Declarative thinking works great, except, if I cannot trust any property, even that:
    Users.findAllByNickName('bob').every{it.nickName == 'bob'}
then I am stuck.
That may sound like a limitation of declarative programming:  I can still keep going using imperative approach. That is true, and we all 'keep going'.  I did not stop programming my project and no, I did not add refresh() all over my code. That is why our applications are so buggy: we ignore logical problems unless we can pin them to line 127.

Side Note: The fun starts when I start combining my declarative code blocks into bigger blocks. Code needs to be logically composable.  I want a bigger block (composed of smaller blocks) to have properties too. Some like to call it programming with combinators.

Conclusions:
I would like to suggest this as a new rule of thumb: 
  the answer to use Hibernate/GORM refresh() or evict()/discard() is wrong regardless of the question.
(with exception of Functional Tests - which may need to refresh some records used in asserts).  Please comment below if you find a counter example to this rule.

I am not claiming that I know the solution to Repeatable Finder.  Maintaining Hibernate cache synchronized with the DB is hard, maybe impossible.  One way of dealing with hard problems is: make them somebody else's.  If GORM/Hibernate just told me when the query is lying (returns stale data even if it has new data) or allowed me to request/configure the query to refresh all records... That would go a long way.

It looks like the community has decided to not acknowledge Repeatable Finder as a problem.
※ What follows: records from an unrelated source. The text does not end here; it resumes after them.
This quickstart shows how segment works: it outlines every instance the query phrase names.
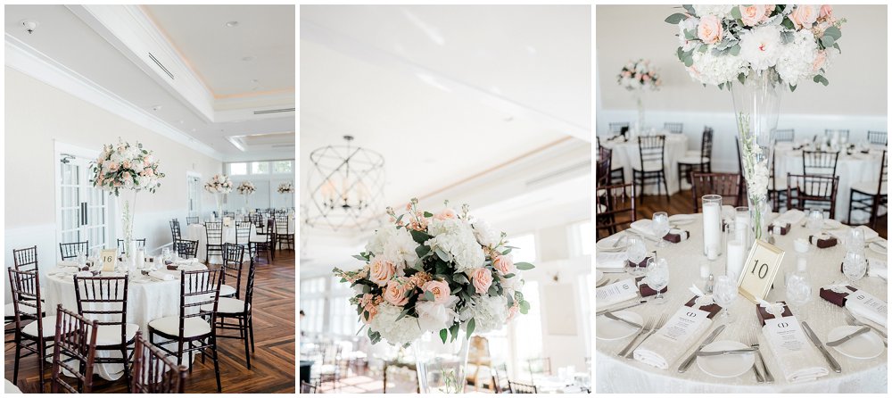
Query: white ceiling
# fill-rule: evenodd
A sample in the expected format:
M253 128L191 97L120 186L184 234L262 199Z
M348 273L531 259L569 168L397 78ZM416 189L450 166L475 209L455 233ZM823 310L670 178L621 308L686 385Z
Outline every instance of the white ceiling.
M92 7L92 9L90 8ZM201 6L170 6L184 7L185 14L192 16L192 20L202 20L203 23L217 23L218 21L205 21L211 17L221 17L224 12L219 9L228 9L229 6L222 5L201 5ZM272 6L264 6L272 7ZM293 24L293 6L279 5L278 13L282 18L287 20L291 17L290 26L286 22L285 26L277 27L278 31L294 31ZM163 7L162 7L163 8ZM249 146L243 151L233 145L228 137L233 136L249 136L255 134L284 133L293 132L295 127L294 112L285 112L281 114L253 116L251 115L252 109L258 106L278 106L283 104L290 104L293 107L293 93L269 94L267 95L254 95L249 98L224 98L214 103L213 95L209 92L206 97L209 104L200 104L198 105L211 109L223 110L217 112L216 116L211 119L206 114L196 112L195 98L202 97L201 93L194 97L189 97L178 92L176 87L165 85L164 81L159 79L157 76L152 76L146 69L146 65L140 63L140 60L135 60L132 56L136 49L127 48L116 42L118 46L112 45L110 35L125 34L132 32L115 31L113 28L101 25L95 20L85 20L86 14L95 12L96 10L108 12L112 14L127 14L127 12L142 12L140 7L129 7L120 5L101 5L101 6L64 6L64 5L6 5L4 7L4 23L6 33L6 44L11 44L24 52L37 54L41 59L47 59L55 65L60 66L71 75L77 76L88 82L91 86L98 87L107 91L112 96L120 98L121 103L128 104L139 112L144 112L147 118L160 120L173 130L178 132L184 137L183 142L188 144L190 141L207 145L211 153L224 161L238 160L271 160L271 159L290 159L293 157L294 144L293 134L281 135L281 141L278 146L273 146L264 141L265 145ZM167 10L165 10L166 12ZM203 13L202 13L203 12ZM163 13L163 12L162 12ZM250 13L250 12L249 12ZM262 12L261 12L262 13ZM202 17L202 15L204 15ZM245 21L252 21L253 15ZM37 29L33 34L29 34L21 27L23 20L36 21L38 23ZM226 21L219 21L219 25L231 18L224 18ZM170 40L175 43L191 43L192 37L188 36L194 32L189 32L188 29L182 28L181 24L196 24L194 21L173 21L161 19L166 23L167 32L170 35ZM235 19L235 21L238 21ZM254 23L240 25L235 29L244 31L254 30L263 28L254 26ZM149 25L151 28L151 24ZM133 31L140 28L133 27ZM107 29L107 30L105 30ZM98 30L97 30L98 29ZM167 30L167 29L166 29ZM110 33L111 31L111 33ZM151 33L151 32L150 32ZM157 31L154 34L163 37ZM183 35L183 36L180 36ZM292 34L292 37L293 34ZM233 47L231 56L240 61L244 56L244 48L258 48L258 54L272 54L275 53L271 48L268 48L268 43L260 42L263 35L246 34L241 37L238 45ZM263 63L269 67L269 60L261 60L258 55L251 68L223 68L215 63L202 63L208 59L216 56L224 56L219 51L225 45L219 44L228 40L223 35L217 35L215 37L206 37L209 51L206 53L195 52L195 60L185 60L184 62L191 65L192 73L194 75L213 77L209 78L208 84L213 87L214 82L219 82L219 89L228 93L228 90L238 91L237 83L226 84L226 80L238 82L244 79L249 75L267 75L266 69L252 73L251 68L256 67L258 63ZM292 37L293 40L293 37ZM281 46L287 38L283 38L274 46ZM156 46L172 46L169 43L155 44ZM190 56L189 45L184 45L184 53ZM214 49L211 51L210 49ZM236 51L238 50L238 51ZM292 50L293 52L293 50ZM140 53L142 54L142 53ZM293 54L293 53L292 53ZM289 82L284 81L279 76L292 76L291 87L293 87L293 56L290 58L291 63L281 58L285 62L278 62L278 69L275 75L277 89L288 87ZM200 60L200 61L196 61ZM7 63L8 65L8 63ZM244 66L244 65L243 65ZM28 70L22 70L28 73ZM40 76L36 76L41 79ZM183 82L188 76L178 76L180 79L178 82ZM250 80L250 79L249 79ZM265 81L265 80L264 80ZM264 83L261 81L261 84ZM273 86L270 86L272 87ZM216 87L215 87L216 88ZM250 88L249 88L250 89ZM160 105L160 106L159 106ZM287 106L287 105L285 105ZM212 114L214 116L214 114ZM284 146L283 146L284 145Z
M591 139L588 6L304 5L301 29L301 170L352 135L388 204Z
There is really no good solution for it and acknowledging it would be admitting to that fact. This issue is likely to remain unsolved and ignored. More complex Grails apps are doomed to work incorrectly under heavier concurrent use.

I have added a label to my posts (which does not work so do not click on it - and that convinces me that blogger must be using Hibernate):  'Stop thinking in C++ and Java'.  I think we need to stop thinking imperative or at least stop thinking only in imperative terms.
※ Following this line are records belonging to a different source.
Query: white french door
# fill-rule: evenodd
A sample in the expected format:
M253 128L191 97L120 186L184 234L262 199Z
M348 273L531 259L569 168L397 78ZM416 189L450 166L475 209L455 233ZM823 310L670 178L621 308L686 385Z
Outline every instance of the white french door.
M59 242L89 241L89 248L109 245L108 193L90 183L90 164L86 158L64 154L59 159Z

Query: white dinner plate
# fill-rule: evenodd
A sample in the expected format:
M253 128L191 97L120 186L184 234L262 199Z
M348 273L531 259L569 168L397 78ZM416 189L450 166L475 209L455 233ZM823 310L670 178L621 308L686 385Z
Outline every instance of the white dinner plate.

Next post:  I need to do one more to wrap-up. I will be finishing this series next week.

I have a busy period ahead of me.  I started going over a set of courses published online by University of Oregon (Oregon Programming Languages Summer School) and that will be many hours of not very easy listening and learning.  I also have to start preparing/training for a ski camp in early November (I live in CO and skiing has started here already).  No, this will not be a SKI calculus camp;) - but then, believe it or not, technical skiing is (or should be) a fun intellectual activity too.